Every worldview makes a claim to truth, and every person possesses a worldview. The arrogance others project upon Christians and Jesus’ exclusive claims to truth is, in reality, misplaced. Their own framework, whether a conspiracy theory or a passive agnosticism, is no different; it, too, is making a truth claim. The question, then, really rests in the challenged worldview to examine themselves as to why their subtle reticence or vehement rejection of Christ exits.
This leads us to some natural implications and applications. The first of which is to avoid narratives, whether via conspiracy, religion, or news stories, that do not connect with reality and cannot be disproven. Before accepting any narrative, it must correspond to our reality. Secondly, both the challenger and the challenged need to provide an account for their internal coherence and their external correspondence. Places which contradict or fail to connect with the real world are likely flawed; they aren’t comprehensive narratives and should be abandoned. Avoid conspiracy theories! Although they may be exciting and provide what seem to be easy solutions to long standing problems, they are usually more problematic and fail to provide more meaning, though their promise may seem alluring and attractive. Lastly, remember the claims of Christianity of possessing the only truly comprehensive narrative is not offensive because its makes a claim to truth, but because it makes a claim to truth which requires change.
You may find that this is actually a more meaningful starting point than trying to prove the resurrection or disprove someone’s claims that the bible was arbitrarily decided at the Council of Nicaea (which it wasn’t). The real point of friction is found at the stumbling block of the cross, and that a creator would die for his creation and then defeat death so that his creation could live with him for eternity.
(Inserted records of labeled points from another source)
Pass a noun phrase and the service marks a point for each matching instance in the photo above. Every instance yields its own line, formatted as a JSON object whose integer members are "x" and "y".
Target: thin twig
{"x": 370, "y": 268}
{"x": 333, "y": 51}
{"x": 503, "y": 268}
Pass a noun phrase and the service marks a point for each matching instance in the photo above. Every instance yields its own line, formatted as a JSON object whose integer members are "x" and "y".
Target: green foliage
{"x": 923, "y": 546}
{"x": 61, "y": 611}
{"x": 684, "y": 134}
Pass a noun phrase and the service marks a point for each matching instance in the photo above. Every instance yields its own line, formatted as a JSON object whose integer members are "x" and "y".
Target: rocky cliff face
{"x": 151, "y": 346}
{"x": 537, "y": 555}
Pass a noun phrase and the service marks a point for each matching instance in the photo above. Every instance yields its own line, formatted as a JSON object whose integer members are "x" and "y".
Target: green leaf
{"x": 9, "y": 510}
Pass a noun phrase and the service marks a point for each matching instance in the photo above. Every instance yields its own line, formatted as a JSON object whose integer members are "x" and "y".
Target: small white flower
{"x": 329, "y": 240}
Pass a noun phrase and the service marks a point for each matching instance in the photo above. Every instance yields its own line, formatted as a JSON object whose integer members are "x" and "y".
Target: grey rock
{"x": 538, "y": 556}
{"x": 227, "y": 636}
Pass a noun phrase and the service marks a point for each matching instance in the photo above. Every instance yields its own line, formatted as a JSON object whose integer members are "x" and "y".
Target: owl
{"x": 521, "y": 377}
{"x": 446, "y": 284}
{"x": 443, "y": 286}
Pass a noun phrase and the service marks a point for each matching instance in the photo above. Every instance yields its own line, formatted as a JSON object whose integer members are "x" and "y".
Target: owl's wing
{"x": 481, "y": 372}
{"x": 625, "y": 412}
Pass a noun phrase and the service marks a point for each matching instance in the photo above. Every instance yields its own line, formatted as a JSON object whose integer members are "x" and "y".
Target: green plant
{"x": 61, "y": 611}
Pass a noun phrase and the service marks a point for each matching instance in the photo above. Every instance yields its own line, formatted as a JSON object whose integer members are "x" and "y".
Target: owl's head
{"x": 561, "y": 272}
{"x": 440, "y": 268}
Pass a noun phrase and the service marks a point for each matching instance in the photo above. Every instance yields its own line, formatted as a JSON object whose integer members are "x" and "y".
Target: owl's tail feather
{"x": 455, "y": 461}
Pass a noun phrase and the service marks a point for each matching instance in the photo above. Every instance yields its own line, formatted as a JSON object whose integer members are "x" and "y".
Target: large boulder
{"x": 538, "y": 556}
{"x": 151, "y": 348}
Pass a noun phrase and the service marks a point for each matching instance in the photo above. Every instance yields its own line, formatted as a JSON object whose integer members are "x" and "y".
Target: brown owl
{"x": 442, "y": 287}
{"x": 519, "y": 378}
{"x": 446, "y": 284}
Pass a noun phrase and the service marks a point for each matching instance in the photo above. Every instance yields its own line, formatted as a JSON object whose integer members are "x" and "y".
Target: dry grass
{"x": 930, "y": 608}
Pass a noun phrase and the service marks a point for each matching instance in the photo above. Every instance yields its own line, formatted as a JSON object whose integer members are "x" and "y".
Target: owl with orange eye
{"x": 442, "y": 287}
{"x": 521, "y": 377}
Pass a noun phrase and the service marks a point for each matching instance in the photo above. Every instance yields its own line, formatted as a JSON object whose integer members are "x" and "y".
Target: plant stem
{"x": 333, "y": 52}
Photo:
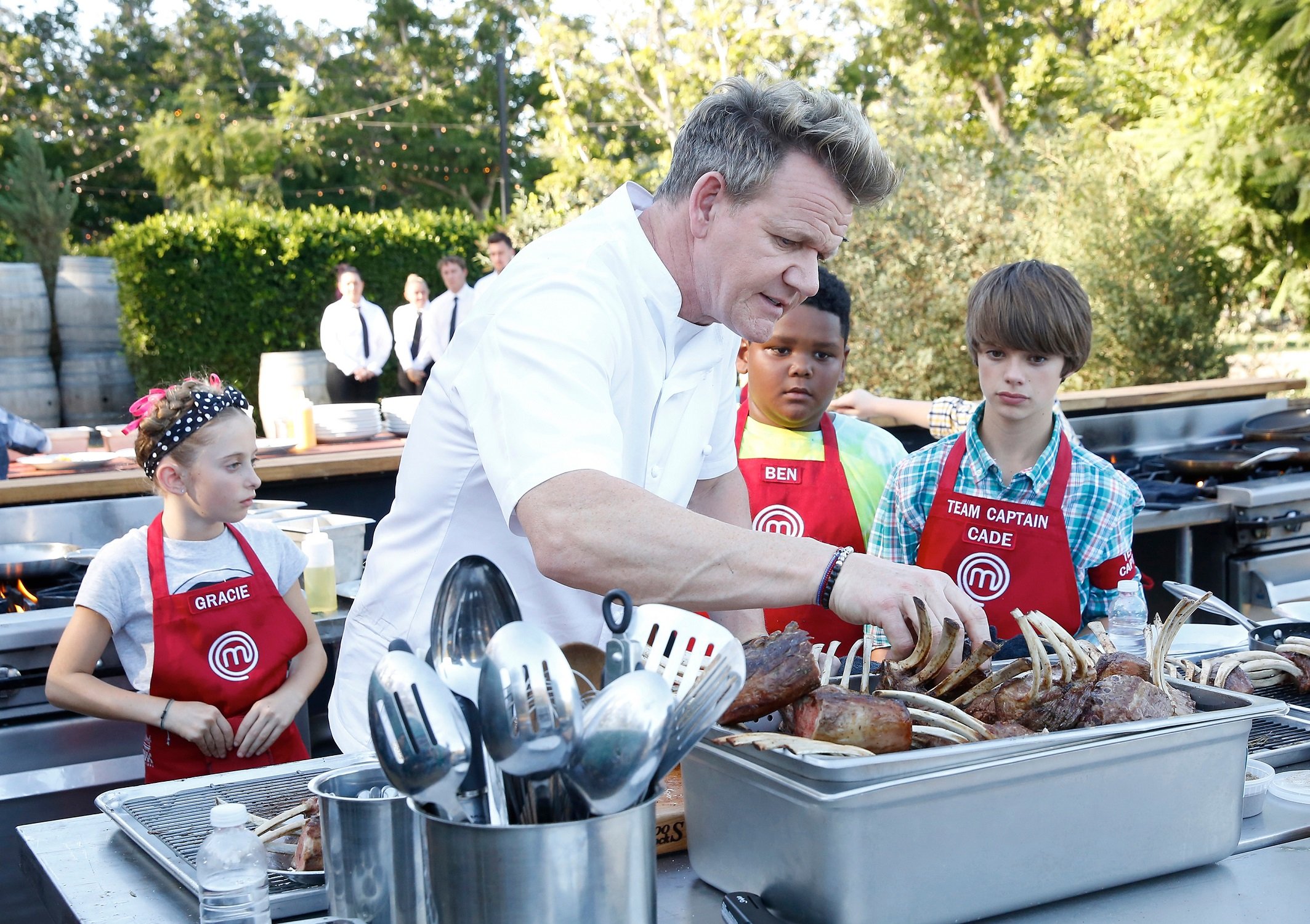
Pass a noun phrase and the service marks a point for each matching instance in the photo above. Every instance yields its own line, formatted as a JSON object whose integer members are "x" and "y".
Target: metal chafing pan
{"x": 171, "y": 819}
{"x": 882, "y": 767}
{"x": 968, "y": 839}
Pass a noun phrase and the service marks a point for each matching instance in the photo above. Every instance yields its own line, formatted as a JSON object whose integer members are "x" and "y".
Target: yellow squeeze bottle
{"x": 320, "y": 572}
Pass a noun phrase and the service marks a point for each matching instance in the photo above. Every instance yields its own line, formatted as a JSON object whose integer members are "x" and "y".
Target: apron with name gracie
{"x": 803, "y": 498}
{"x": 1006, "y": 556}
{"x": 228, "y": 645}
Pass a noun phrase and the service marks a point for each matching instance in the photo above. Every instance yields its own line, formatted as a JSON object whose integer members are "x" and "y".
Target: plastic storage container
{"x": 1127, "y": 623}
{"x": 232, "y": 869}
{"x": 1253, "y": 797}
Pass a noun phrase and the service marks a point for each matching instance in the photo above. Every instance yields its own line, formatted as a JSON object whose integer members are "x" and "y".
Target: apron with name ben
{"x": 805, "y": 498}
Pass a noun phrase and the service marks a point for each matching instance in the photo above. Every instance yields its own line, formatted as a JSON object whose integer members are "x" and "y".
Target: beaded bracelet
{"x": 830, "y": 576}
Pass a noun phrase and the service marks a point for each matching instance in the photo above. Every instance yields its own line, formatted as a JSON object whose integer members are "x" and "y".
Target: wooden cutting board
{"x": 671, "y": 816}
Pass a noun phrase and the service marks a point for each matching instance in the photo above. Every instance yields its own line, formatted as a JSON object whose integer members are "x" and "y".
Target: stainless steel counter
{"x": 88, "y": 872}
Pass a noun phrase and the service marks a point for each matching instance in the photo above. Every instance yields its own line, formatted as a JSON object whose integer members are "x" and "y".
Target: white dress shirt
{"x": 342, "y": 339}
{"x": 404, "y": 320}
{"x": 440, "y": 316}
{"x": 575, "y": 361}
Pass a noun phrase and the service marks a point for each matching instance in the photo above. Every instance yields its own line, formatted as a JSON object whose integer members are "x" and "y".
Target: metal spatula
{"x": 418, "y": 731}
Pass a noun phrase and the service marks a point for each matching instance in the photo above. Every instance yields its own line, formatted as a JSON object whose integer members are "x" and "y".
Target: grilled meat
{"x": 845, "y": 717}
{"x": 780, "y": 669}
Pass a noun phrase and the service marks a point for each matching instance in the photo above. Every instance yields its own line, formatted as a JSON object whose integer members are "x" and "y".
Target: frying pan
{"x": 26, "y": 560}
{"x": 1223, "y": 462}
{"x": 1264, "y": 636}
{"x": 1301, "y": 446}
{"x": 1292, "y": 423}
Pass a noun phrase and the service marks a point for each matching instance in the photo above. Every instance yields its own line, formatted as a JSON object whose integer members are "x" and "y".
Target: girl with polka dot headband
{"x": 209, "y": 619}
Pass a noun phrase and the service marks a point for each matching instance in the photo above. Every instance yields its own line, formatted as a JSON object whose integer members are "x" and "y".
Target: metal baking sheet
{"x": 1280, "y": 741}
{"x": 1210, "y": 702}
{"x": 171, "y": 819}
{"x": 966, "y": 842}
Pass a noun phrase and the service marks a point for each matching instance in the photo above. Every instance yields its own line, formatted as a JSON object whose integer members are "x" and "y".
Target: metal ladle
{"x": 624, "y": 736}
{"x": 530, "y": 705}
{"x": 418, "y": 732}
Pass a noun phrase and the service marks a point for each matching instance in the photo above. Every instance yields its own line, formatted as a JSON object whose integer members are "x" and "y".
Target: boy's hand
{"x": 874, "y": 590}
{"x": 202, "y": 725}
{"x": 266, "y": 720}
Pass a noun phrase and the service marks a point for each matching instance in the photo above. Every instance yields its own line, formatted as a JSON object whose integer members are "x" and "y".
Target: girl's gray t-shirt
{"x": 118, "y": 582}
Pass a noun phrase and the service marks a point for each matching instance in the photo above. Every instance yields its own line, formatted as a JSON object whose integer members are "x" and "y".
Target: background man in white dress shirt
{"x": 357, "y": 340}
{"x": 581, "y": 432}
{"x": 452, "y": 307}
{"x": 499, "y": 252}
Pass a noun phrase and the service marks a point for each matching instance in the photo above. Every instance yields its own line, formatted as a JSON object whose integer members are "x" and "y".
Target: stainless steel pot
{"x": 373, "y": 851}
{"x": 599, "y": 869}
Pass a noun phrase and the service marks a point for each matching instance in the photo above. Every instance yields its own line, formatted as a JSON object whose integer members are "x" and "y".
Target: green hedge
{"x": 215, "y": 290}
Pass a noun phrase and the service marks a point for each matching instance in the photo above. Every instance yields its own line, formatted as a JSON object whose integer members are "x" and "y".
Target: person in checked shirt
{"x": 1012, "y": 509}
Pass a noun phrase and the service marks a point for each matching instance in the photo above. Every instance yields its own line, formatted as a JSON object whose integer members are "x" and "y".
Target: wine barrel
{"x": 24, "y": 311}
{"x": 96, "y": 388}
{"x": 28, "y": 389}
{"x": 87, "y": 306}
{"x": 283, "y": 373}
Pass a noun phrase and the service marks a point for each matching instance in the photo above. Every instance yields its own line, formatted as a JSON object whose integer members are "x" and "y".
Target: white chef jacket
{"x": 439, "y": 316}
{"x": 342, "y": 339}
{"x": 429, "y": 345}
{"x": 575, "y": 361}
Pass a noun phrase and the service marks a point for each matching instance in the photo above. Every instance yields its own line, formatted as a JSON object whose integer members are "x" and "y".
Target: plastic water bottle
{"x": 232, "y": 868}
{"x": 1128, "y": 619}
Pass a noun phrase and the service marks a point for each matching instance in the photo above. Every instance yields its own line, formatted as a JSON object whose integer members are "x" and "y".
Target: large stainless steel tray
{"x": 955, "y": 843}
{"x": 911, "y": 763}
{"x": 171, "y": 819}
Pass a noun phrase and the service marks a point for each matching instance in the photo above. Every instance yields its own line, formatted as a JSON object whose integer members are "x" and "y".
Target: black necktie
{"x": 418, "y": 334}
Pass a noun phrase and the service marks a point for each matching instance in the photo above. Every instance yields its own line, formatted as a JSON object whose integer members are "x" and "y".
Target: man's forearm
{"x": 595, "y": 532}
{"x": 727, "y": 500}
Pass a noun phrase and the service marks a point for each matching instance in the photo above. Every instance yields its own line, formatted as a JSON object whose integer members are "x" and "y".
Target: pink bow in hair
{"x": 142, "y": 407}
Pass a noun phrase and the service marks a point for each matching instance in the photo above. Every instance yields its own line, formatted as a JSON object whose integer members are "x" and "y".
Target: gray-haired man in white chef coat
{"x": 580, "y": 430}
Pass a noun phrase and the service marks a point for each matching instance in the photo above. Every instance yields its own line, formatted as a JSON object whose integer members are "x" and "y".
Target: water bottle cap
{"x": 228, "y": 816}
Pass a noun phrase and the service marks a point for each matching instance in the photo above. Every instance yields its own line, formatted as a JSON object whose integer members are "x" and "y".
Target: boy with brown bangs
{"x": 1010, "y": 509}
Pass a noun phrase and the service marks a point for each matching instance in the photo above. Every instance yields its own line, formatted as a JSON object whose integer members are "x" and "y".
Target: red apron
{"x": 803, "y": 498}
{"x": 228, "y": 645}
{"x": 1005, "y": 555}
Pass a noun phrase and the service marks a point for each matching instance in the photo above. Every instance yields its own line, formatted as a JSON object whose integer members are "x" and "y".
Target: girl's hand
{"x": 202, "y": 725}
{"x": 266, "y": 720}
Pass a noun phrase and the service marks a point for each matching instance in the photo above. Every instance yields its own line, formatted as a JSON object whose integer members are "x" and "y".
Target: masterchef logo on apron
{"x": 983, "y": 576}
{"x": 778, "y": 518}
{"x": 233, "y": 655}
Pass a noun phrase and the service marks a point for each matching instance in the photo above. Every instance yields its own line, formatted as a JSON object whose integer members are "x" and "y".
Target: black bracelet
{"x": 830, "y": 576}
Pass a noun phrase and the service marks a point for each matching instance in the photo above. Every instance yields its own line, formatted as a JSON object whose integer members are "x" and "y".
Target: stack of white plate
{"x": 345, "y": 423}
{"x": 398, "y": 413}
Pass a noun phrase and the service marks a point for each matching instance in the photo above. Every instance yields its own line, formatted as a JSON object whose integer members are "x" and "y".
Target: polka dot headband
{"x": 206, "y": 407}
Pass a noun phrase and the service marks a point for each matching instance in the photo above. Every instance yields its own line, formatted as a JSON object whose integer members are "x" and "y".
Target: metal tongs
{"x": 623, "y": 654}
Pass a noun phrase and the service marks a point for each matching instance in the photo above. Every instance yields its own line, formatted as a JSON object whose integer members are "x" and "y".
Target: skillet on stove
{"x": 1263, "y": 636}
{"x": 1225, "y": 462}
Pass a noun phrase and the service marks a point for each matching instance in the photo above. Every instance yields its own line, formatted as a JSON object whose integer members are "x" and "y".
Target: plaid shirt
{"x": 1099, "y": 504}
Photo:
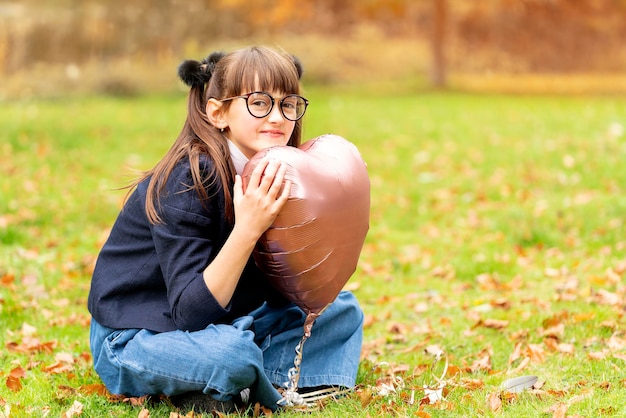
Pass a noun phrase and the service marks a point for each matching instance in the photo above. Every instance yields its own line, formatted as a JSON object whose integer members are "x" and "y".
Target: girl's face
{"x": 251, "y": 134}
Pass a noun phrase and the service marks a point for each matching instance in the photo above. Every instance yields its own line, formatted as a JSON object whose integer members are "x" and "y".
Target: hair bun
{"x": 190, "y": 72}
{"x": 211, "y": 61}
{"x": 197, "y": 74}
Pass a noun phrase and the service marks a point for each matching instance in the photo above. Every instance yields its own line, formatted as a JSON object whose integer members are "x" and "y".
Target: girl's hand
{"x": 258, "y": 207}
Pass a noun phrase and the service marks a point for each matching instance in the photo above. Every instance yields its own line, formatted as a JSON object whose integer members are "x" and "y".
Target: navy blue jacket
{"x": 150, "y": 276}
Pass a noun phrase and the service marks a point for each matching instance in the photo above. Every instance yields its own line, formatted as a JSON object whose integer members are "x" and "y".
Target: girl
{"x": 178, "y": 306}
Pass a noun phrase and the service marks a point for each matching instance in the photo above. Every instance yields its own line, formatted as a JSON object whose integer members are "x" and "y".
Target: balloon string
{"x": 290, "y": 394}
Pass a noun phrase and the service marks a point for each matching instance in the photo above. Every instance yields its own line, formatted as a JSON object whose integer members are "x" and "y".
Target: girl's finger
{"x": 278, "y": 180}
{"x": 257, "y": 173}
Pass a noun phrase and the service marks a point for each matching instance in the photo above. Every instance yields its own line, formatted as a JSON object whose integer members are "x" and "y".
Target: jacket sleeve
{"x": 189, "y": 238}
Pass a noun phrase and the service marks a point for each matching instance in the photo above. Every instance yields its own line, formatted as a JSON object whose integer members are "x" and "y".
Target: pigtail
{"x": 298, "y": 64}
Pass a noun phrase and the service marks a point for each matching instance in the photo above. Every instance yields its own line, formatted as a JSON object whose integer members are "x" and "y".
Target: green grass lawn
{"x": 498, "y": 236}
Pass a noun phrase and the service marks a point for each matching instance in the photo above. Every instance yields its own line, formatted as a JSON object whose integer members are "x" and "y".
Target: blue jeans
{"x": 255, "y": 351}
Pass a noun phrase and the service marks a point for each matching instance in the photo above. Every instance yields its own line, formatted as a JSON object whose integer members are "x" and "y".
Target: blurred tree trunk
{"x": 440, "y": 17}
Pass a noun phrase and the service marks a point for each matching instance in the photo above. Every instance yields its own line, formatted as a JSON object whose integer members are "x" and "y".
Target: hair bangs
{"x": 263, "y": 69}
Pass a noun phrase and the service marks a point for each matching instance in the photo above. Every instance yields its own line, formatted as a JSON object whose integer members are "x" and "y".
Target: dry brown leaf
{"x": 579, "y": 398}
{"x": 75, "y": 410}
{"x": 536, "y": 353}
{"x": 494, "y": 402}
{"x": 516, "y": 354}
{"x": 483, "y": 362}
{"x": 495, "y": 323}
{"x": 14, "y": 383}
{"x": 559, "y": 410}
{"x": 616, "y": 343}
{"x": 557, "y": 331}
{"x": 471, "y": 384}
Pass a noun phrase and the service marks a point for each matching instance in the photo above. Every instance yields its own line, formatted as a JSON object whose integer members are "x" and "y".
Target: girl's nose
{"x": 276, "y": 115}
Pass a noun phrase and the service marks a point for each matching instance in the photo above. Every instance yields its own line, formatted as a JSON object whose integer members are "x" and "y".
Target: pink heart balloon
{"x": 313, "y": 246}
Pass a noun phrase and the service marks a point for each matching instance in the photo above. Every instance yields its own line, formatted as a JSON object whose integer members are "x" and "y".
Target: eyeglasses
{"x": 260, "y": 104}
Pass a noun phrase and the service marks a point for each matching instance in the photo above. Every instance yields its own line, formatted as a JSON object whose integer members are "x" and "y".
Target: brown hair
{"x": 219, "y": 76}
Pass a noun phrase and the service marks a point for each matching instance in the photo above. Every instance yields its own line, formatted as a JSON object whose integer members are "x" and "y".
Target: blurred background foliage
{"x": 60, "y": 47}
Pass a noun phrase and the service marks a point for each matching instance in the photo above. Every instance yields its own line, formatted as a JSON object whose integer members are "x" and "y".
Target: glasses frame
{"x": 280, "y": 103}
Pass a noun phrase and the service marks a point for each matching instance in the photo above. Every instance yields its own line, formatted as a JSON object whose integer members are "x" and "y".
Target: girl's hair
{"x": 219, "y": 76}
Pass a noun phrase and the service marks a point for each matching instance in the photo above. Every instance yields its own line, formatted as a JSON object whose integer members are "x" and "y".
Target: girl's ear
{"x": 215, "y": 113}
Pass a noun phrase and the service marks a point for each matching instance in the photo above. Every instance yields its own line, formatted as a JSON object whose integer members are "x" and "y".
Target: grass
{"x": 485, "y": 208}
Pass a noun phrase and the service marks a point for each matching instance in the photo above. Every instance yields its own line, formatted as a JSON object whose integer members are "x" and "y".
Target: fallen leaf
{"x": 494, "y": 402}
{"x": 75, "y": 410}
{"x": 519, "y": 384}
{"x": 14, "y": 383}
{"x": 559, "y": 410}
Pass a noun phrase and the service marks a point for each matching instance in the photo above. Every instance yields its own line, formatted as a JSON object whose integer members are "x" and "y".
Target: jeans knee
{"x": 349, "y": 309}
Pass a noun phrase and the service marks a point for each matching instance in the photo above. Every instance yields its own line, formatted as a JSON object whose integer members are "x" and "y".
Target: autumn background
{"x": 494, "y": 137}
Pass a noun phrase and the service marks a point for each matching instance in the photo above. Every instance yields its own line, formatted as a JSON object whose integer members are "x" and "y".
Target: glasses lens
{"x": 293, "y": 107}
{"x": 260, "y": 104}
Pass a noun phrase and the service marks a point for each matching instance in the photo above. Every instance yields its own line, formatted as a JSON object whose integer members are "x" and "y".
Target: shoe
{"x": 311, "y": 399}
{"x": 202, "y": 403}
The absurdity of Christianity is not that it makes contact with reality, but that our reality is often marred by sin, evil, hostility, brokenness and events that don’t make sense. But that’s not a problem unique to Christianity. Every worldview, every religion, and especially atheism, are left with the same questions of origin, meaning, morality, and destiny. We all privilege a narrative. Which one will make the most sense? Which one will correspond to reality and be internally coherent. I submit that when we really dig in, there is only one answer which is satisfying.